The battle between Apple and Adobe over Flash, which has been joined to a lesser extent by Microsoft and Opera, is almost certainly going to end with HTML5 as the dominant way of delivering video and interactive content on the web, with Flash becoming the RealMedia of a new generation. It'll be used by a few people, especially in legacy applications, but will fall out of mainstream use. However, that's not where we are now.
Today, Flash is still very much a mainstream technology, HTML5-compliant browsers implement different portions of the standard, and HTML5 itself continues to evolve. There are no graphic authoring tools capable of creating anything coming close to Flash-based interactive content in HTML5. Yesterday, Scribd announced that it's starting to shift from Flash to HTML5 for its online document sharing platform, after a six-month development effort. Moving from Flash to HTML5 for video is now fairly easy, but for interactive content, a major development effort is usually required.

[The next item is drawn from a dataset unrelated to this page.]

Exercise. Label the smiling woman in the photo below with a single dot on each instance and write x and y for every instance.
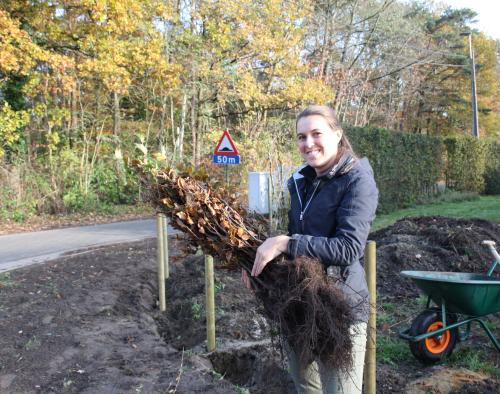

So we're still far away from the time that HTML5 will be ready to take over for all of Flash's applications, and the decision tree is now very clear: If you need to access Flash content or applications, forget about using any device that runs on the iPhone operating system. Once Adobe releases Flash 10.1 for Android, that won't be such a big obstacle. If you're developing applications that need to live for more than a year or two, however, you should seriously consider wading into the HTML5 pond now to avoid having to rebuild all your code for HTML5 later on.